Now they have a code they can use to open again when you're not around, assuming you don't use it again in the meantime.

If you wonder how vulnerable systems keep getting deployed without it being malicious, you don't need to look any further than the nearest hotshot that thinks everything is "not that difficult" and that everyone else is incompetent.

Security of any kind is just hard. The defender must defend against any possibility while the attacker needs just one vulnerability. How much cost and range and battery life are worth losing when the attacker can just punch through a window with their fist?

	▲	fc417fc802 5 days ago \| parent [-]
		You misrepresent my position. The attack you describe isn't the one being discussed here. Unless I've completely misunderstood, the algorithm itself was broken here. As to the attack you reference. It's active and touchy to pull off. It doesn't particularly concern me but of course would be better if it weren't possible. To that end I'm not clear why there's a double transmission with two distinct and independently usable codes? What am I missing? I thought the attacker jammed, recorded two user attempts (ie two distinct button clicks, neither being permitted through initially), then rebroadcast the first attempt while retaining the second for later. > The rx enforces the sequence goes up. Except that there's apparently a rolling window to support recovering from desync. Which to me sounds more complicated and error prone than a simple nonce that can only ever go up. Really though the manufacturers ought to (IMO) accept the extra dollar or five on the BoM that it would take to get proper two way communication.

▲

SoftTalker 6 days ago | parent | prev [-]

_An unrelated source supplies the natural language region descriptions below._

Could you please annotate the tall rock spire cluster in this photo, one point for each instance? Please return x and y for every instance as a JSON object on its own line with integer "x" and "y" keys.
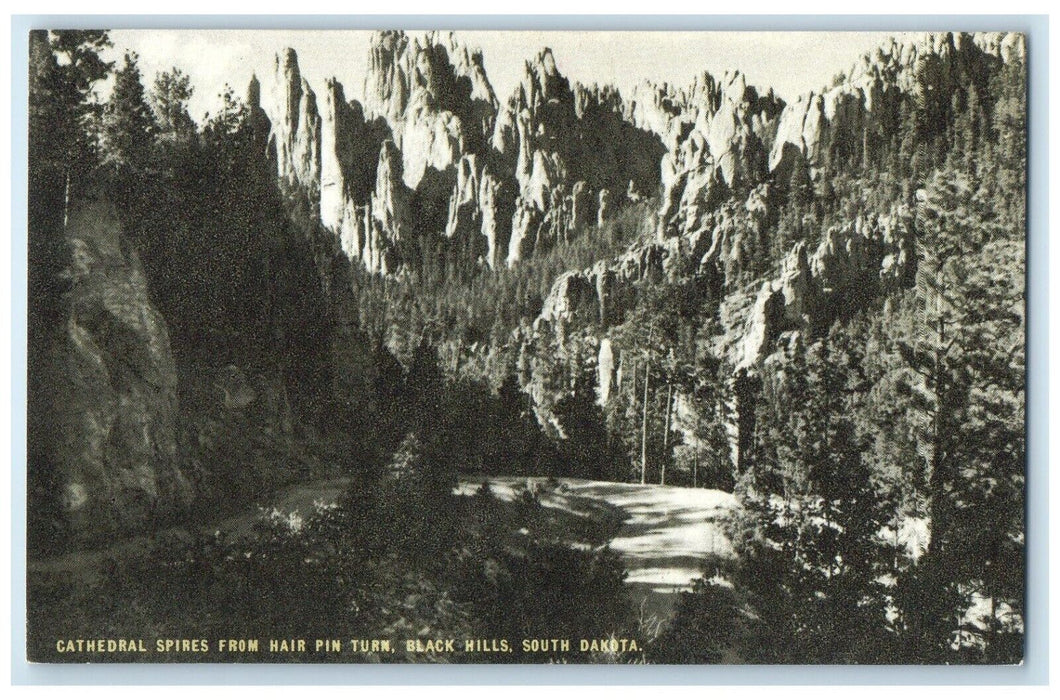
{"x": 433, "y": 153}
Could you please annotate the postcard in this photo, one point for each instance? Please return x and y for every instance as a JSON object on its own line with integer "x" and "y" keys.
{"x": 526, "y": 347}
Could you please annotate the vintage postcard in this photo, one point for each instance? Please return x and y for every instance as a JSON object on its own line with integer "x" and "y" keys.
{"x": 526, "y": 347}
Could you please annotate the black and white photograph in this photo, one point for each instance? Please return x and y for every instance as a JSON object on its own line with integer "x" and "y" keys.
{"x": 526, "y": 347}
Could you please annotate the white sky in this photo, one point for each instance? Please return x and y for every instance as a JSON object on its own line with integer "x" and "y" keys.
{"x": 791, "y": 63}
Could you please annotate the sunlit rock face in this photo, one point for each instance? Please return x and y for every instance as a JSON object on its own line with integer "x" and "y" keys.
{"x": 720, "y": 142}
{"x": 111, "y": 372}
{"x": 292, "y": 108}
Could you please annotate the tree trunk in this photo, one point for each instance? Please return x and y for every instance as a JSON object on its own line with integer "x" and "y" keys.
{"x": 666, "y": 432}
{"x": 643, "y": 429}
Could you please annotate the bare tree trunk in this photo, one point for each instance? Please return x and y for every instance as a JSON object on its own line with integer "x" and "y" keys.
{"x": 666, "y": 432}
{"x": 66, "y": 202}
{"x": 643, "y": 429}
{"x": 695, "y": 468}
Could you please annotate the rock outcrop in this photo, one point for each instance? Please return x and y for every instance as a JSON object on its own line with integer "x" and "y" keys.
{"x": 113, "y": 388}
{"x": 296, "y": 126}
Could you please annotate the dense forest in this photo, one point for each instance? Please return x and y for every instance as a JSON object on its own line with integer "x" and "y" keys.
{"x": 876, "y": 443}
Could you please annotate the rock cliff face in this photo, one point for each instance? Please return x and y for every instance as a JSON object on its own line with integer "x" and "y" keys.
{"x": 296, "y": 126}
{"x": 115, "y": 387}
{"x": 500, "y": 182}
{"x": 730, "y": 151}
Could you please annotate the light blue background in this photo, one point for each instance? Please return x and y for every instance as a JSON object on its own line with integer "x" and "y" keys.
{"x": 1035, "y": 669}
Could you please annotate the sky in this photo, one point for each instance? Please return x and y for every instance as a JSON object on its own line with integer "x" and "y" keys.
{"x": 791, "y": 63}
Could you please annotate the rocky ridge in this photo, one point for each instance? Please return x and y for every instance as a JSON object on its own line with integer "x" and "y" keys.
{"x": 724, "y": 137}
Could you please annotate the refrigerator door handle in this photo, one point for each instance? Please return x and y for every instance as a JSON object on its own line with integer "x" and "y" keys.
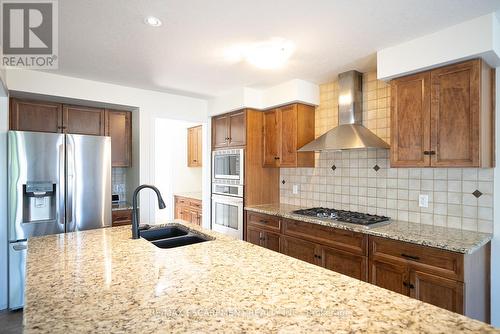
{"x": 61, "y": 187}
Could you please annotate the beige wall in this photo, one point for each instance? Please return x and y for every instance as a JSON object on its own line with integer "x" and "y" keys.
{"x": 355, "y": 185}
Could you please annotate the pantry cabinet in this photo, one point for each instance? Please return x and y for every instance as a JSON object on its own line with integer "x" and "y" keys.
{"x": 286, "y": 129}
{"x": 443, "y": 117}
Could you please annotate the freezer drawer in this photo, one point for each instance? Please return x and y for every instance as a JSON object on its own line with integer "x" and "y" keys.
{"x": 17, "y": 273}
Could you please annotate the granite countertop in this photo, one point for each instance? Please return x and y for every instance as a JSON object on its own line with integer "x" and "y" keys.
{"x": 103, "y": 281}
{"x": 446, "y": 238}
{"x": 121, "y": 206}
{"x": 194, "y": 195}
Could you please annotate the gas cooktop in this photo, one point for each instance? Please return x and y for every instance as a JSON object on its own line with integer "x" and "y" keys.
{"x": 352, "y": 217}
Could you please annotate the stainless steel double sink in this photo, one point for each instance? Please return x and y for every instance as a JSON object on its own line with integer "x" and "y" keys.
{"x": 172, "y": 236}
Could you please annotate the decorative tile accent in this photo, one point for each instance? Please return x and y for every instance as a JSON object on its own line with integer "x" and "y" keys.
{"x": 357, "y": 185}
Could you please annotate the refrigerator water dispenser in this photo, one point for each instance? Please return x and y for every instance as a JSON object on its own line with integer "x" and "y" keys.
{"x": 39, "y": 201}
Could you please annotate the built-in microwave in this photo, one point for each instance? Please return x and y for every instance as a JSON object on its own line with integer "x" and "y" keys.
{"x": 228, "y": 165}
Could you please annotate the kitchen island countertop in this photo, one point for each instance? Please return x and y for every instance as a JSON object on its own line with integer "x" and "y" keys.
{"x": 103, "y": 281}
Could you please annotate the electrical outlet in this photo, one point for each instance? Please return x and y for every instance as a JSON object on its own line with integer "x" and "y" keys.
{"x": 423, "y": 201}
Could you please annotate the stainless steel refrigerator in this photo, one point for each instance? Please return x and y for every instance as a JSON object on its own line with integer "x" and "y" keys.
{"x": 57, "y": 183}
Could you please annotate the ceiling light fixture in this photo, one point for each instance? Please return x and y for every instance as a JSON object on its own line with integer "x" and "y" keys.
{"x": 271, "y": 54}
{"x": 152, "y": 21}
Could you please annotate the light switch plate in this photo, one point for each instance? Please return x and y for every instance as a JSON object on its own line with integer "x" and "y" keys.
{"x": 423, "y": 201}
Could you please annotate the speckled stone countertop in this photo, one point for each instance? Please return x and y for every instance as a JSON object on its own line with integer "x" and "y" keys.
{"x": 121, "y": 206}
{"x": 194, "y": 195}
{"x": 101, "y": 281}
{"x": 451, "y": 239}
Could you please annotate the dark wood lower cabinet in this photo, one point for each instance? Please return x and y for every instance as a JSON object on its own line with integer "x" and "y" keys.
{"x": 265, "y": 239}
{"x": 300, "y": 249}
{"x": 390, "y": 276}
{"x": 453, "y": 281}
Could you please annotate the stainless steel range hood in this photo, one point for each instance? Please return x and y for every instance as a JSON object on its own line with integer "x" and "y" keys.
{"x": 350, "y": 134}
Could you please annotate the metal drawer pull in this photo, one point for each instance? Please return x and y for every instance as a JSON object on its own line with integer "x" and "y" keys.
{"x": 410, "y": 256}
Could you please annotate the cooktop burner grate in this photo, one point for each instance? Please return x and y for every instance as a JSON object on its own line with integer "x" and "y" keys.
{"x": 344, "y": 216}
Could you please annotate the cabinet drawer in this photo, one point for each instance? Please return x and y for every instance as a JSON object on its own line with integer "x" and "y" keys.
{"x": 353, "y": 242}
{"x": 432, "y": 260}
{"x": 264, "y": 221}
{"x": 121, "y": 217}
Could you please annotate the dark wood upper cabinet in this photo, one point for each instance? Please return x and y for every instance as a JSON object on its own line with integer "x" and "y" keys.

If only almost everyone carried a computer with a radio and local storage and a good battery with them almost everywhere

▲

nullc 6 days ago | parent [-]

with a battery life of two years? and durable against going through the washing machine?

▲

SoftTalker 6 days ago | parent [-]

If you want simplicity and ruggedness we should never have moved away from steel keys.

▲

hollerith 6 days ago | parent [-]

Very few keys are made of steel. Brass is the most common material.

	▲	SoftTalker 6 days ago \| parent [-]
		The problem with brass is that it wears away and the small shavings of metal gunks up the lock mechanism. Mercedes used steel keys to avoid this.